Professor Sundaram, who joined Stern’s faculty a little more than two decades ago, is the Edward I. Altman Professor of Credit and Debt Markets and Professor of Finance, and has been Vice Dean of MBA Programs since 2016.
President Hamilton said, “Stern’s reputation is such that it had an outstanding group of candidates for the dean’s post. But in the end, the Search Committee found the best candidate here in our own midst. And rightly so. Raghu Sundaram has a strong, highly regarded record of leadership and innovation, scholarship and teaching, and collegiality and service to both Stern and the University. In a field of distinguished candidates for Stern’s deanship, Raghu stood out.”
Professor Sundaram’s scholarly interests include agency problems, executive compensation, corporate finance, derivatives pricing, credit risk, and credit derivatives. He has published extensively in these areas as well as in mathematical economics, decision theory, and game theory, with articles appearing in such journals as Econometrica, Journal of Economic Theory, Journal of Business, Journal of Financial Economics, Journal of Finance, and Review of Financial Studies. He is also the author of A First Course in Optimization Theory (Cambridge University Press, 1996) and Derivatives: Principles and Practice (McGraw-Hill, 2010).

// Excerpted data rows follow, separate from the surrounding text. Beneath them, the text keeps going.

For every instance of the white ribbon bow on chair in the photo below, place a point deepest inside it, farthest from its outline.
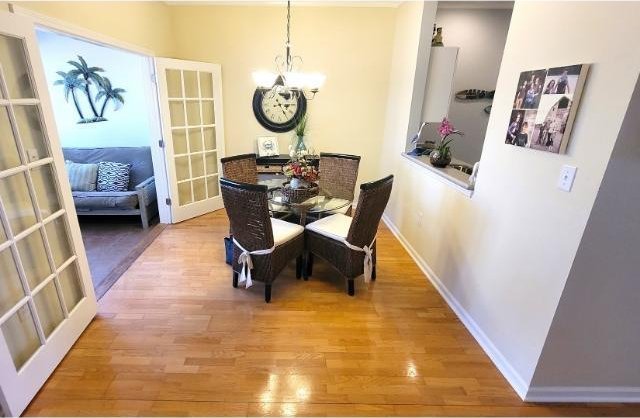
(247, 263)
(368, 257)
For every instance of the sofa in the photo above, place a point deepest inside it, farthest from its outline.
(140, 198)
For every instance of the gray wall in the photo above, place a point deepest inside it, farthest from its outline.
(481, 35)
(594, 338)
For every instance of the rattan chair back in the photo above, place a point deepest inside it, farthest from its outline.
(371, 204)
(240, 168)
(248, 212)
(338, 174)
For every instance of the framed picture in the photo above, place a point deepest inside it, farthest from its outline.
(268, 146)
(544, 107)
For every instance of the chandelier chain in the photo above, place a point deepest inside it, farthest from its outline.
(289, 35)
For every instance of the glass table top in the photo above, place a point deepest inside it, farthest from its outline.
(318, 204)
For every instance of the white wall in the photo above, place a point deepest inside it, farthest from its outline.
(594, 340)
(128, 126)
(502, 257)
(480, 34)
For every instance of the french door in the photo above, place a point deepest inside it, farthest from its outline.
(190, 95)
(46, 295)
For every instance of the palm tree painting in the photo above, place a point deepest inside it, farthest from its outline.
(71, 83)
(96, 87)
(109, 93)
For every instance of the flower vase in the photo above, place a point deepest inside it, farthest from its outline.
(297, 183)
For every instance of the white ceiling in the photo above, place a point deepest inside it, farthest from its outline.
(280, 3)
(451, 4)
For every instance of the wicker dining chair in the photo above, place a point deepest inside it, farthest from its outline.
(255, 232)
(240, 168)
(338, 176)
(347, 242)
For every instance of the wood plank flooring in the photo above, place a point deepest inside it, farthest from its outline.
(173, 337)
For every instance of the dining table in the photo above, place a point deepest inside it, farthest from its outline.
(317, 206)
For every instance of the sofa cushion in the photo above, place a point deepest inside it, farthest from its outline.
(82, 177)
(85, 201)
(113, 177)
(138, 157)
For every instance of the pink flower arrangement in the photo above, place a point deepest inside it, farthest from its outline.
(301, 168)
(445, 129)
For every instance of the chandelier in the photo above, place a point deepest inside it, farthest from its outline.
(288, 80)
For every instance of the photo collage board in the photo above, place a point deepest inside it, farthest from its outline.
(544, 107)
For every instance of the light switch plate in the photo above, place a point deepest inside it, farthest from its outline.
(567, 175)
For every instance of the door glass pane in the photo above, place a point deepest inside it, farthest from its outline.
(46, 191)
(11, 290)
(193, 112)
(59, 241)
(174, 83)
(34, 258)
(71, 286)
(20, 334)
(184, 193)
(15, 68)
(17, 202)
(199, 191)
(206, 85)
(195, 140)
(207, 113)
(209, 138)
(3, 235)
(212, 186)
(31, 132)
(211, 162)
(179, 137)
(48, 308)
(190, 84)
(9, 156)
(197, 166)
(176, 109)
(182, 168)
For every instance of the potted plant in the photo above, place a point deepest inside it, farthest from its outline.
(441, 156)
(301, 131)
(302, 175)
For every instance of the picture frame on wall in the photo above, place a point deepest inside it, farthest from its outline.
(268, 146)
(545, 106)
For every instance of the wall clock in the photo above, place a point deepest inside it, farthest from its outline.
(279, 112)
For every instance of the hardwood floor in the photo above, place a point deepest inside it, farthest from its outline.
(173, 337)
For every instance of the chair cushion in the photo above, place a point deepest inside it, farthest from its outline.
(284, 231)
(85, 201)
(334, 226)
(342, 210)
(82, 177)
(113, 177)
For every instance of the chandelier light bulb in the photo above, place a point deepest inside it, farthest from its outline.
(264, 79)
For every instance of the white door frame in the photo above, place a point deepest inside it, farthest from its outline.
(24, 384)
(155, 129)
(195, 207)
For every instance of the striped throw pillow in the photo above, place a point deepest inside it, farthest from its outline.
(82, 176)
(113, 177)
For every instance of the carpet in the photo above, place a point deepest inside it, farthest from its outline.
(113, 243)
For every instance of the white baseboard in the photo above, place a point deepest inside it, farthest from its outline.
(514, 379)
(608, 394)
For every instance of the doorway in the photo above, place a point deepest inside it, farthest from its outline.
(107, 122)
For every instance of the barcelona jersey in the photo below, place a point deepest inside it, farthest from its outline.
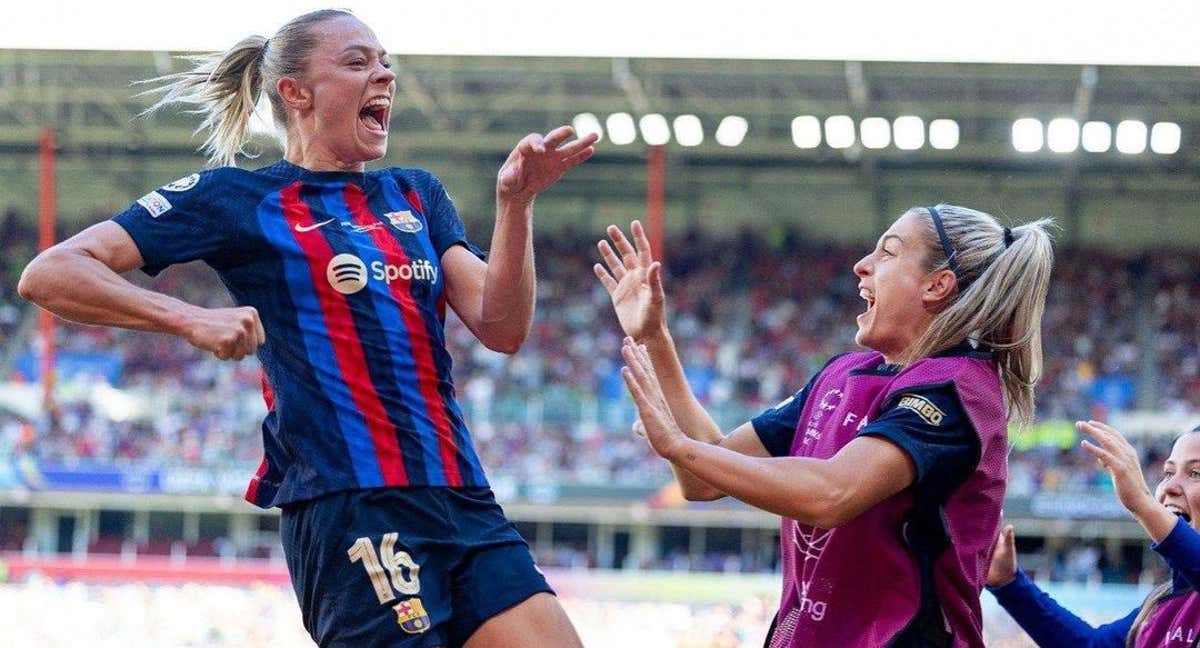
(345, 271)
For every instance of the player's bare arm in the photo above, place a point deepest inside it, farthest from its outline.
(81, 280)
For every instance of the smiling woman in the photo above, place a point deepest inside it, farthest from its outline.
(889, 461)
(342, 277)
(1170, 615)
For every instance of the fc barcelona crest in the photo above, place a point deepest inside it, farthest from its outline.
(405, 221)
(411, 616)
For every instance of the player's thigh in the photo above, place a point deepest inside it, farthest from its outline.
(359, 582)
(538, 621)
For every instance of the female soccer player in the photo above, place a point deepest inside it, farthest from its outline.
(1170, 616)
(391, 535)
(888, 468)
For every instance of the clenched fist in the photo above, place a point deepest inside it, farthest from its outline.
(229, 334)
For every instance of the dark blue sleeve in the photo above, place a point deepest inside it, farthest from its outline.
(1181, 550)
(1051, 625)
(777, 426)
(447, 228)
(179, 222)
(931, 426)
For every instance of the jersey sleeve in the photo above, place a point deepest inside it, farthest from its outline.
(447, 228)
(931, 426)
(179, 222)
(1053, 625)
(777, 426)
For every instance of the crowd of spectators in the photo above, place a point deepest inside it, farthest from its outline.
(209, 616)
(754, 317)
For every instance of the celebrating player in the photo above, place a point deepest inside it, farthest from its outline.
(889, 466)
(341, 277)
(1170, 616)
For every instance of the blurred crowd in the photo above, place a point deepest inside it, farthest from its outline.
(754, 317)
(208, 616)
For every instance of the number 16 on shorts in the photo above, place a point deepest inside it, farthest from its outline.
(387, 571)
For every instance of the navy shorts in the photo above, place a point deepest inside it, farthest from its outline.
(413, 568)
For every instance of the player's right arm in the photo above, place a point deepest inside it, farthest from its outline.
(634, 281)
(81, 280)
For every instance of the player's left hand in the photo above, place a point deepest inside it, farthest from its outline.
(655, 421)
(539, 161)
(1120, 459)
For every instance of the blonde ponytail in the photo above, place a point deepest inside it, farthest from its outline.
(226, 88)
(1000, 299)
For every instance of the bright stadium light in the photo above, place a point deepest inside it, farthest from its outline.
(1164, 138)
(732, 130)
(262, 120)
(807, 132)
(1097, 137)
(943, 133)
(840, 131)
(876, 132)
(909, 132)
(654, 127)
(1062, 135)
(1027, 135)
(621, 129)
(586, 124)
(689, 132)
(1132, 137)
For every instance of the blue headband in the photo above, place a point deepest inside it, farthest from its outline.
(946, 240)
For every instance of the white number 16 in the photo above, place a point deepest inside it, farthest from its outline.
(394, 562)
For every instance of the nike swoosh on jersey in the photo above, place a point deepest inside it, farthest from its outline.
(315, 226)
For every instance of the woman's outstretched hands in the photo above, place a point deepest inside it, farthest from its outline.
(538, 162)
(1003, 559)
(1121, 460)
(634, 281)
(654, 415)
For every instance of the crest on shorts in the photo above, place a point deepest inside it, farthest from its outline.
(405, 221)
(411, 616)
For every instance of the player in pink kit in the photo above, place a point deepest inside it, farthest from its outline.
(1170, 615)
(889, 467)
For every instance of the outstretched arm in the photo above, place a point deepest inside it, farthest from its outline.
(79, 280)
(821, 492)
(634, 281)
(1048, 623)
(496, 299)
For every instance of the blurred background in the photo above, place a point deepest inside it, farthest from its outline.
(124, 455)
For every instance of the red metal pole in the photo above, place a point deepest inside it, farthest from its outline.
(655, 192)
(47, 215)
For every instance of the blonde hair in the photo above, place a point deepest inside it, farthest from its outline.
(1147, 606)
(226, 87)
(1000, 297)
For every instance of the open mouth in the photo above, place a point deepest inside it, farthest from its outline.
(870, 299)
(375, 115)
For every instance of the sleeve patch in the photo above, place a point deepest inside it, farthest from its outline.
(183, 184)
(155, 203)
(923, 407)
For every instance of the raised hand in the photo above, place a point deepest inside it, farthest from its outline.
(1003, 559)
(655, 421)
(538, 162)
(1121, 460)
(634, 281)
(229, 334)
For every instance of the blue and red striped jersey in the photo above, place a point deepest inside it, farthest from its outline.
(345, 270)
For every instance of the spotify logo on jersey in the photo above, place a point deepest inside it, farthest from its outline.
(347, 274)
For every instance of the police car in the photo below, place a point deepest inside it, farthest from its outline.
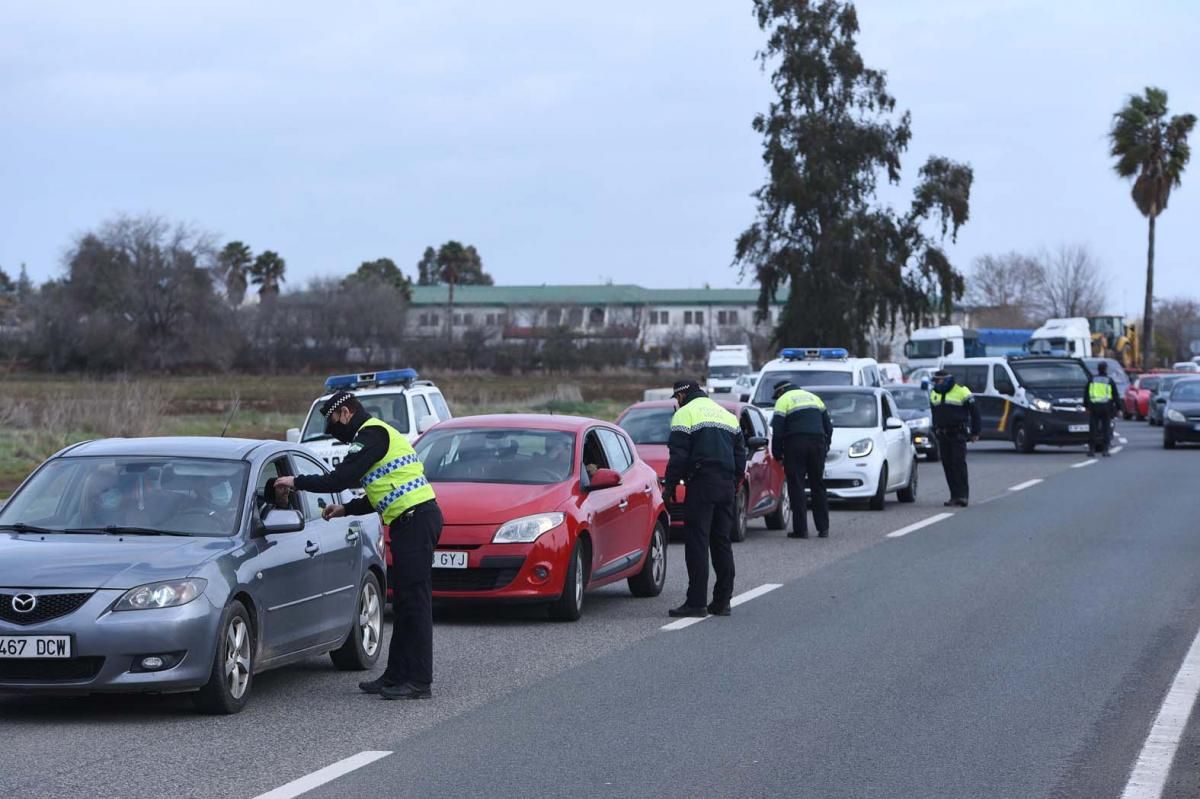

Professor Sundaram has been the recipient of research grants from the National Science Foundation and other organizations. He has won the Jensen Prize, was a finalist for the Brattle Prize, and was the recipient of the Stern School’s inaugural Distinguished Teaching Award.
He received his BA in economics from the University of Madras in 1982, and received his MBA from Indian Institute of Management, Ahmedabad in 1984. He received his MA in economics from Cornell University in 1987, and his PhD in economics from Cornell in 1988. He joined the faculty of the University of Rochester in 1988, and remained there until 1996, when he joined Stern’s faculty.
In 2016, he was selected by Dean Peter Henry to join Stern’s leadership team as Vice Dean for MBA Programs, overseeing the school’s full-time MBA program; the Langone part-time MBA program; multiple dual degrees, including seven offered in partnership with the University; the Executive MBA program; the MS in Accounting program; and Advanced Professional Certificate programs. Among his accomplishments as Vice Dean were the establishment of the Creative Destruction Lab; the launch of new, specialized one-year MBA programs; his outreach to industry, securing the support of business leaders from companies such as Amazon, Jigsaw, Microsoft, IBM, PayPal, and others to join the School’s newly created Tech MBA Advisory Board; the extension of the New York City-based Executive MBA program to downtown Washington, D.C., where it is now the highest ranked EMBA in that market; and Stern’s entry into online education, including launching the first in a series of online certificate programs, among others. He succeeds Peter Henry, who held the deanship since January 2010.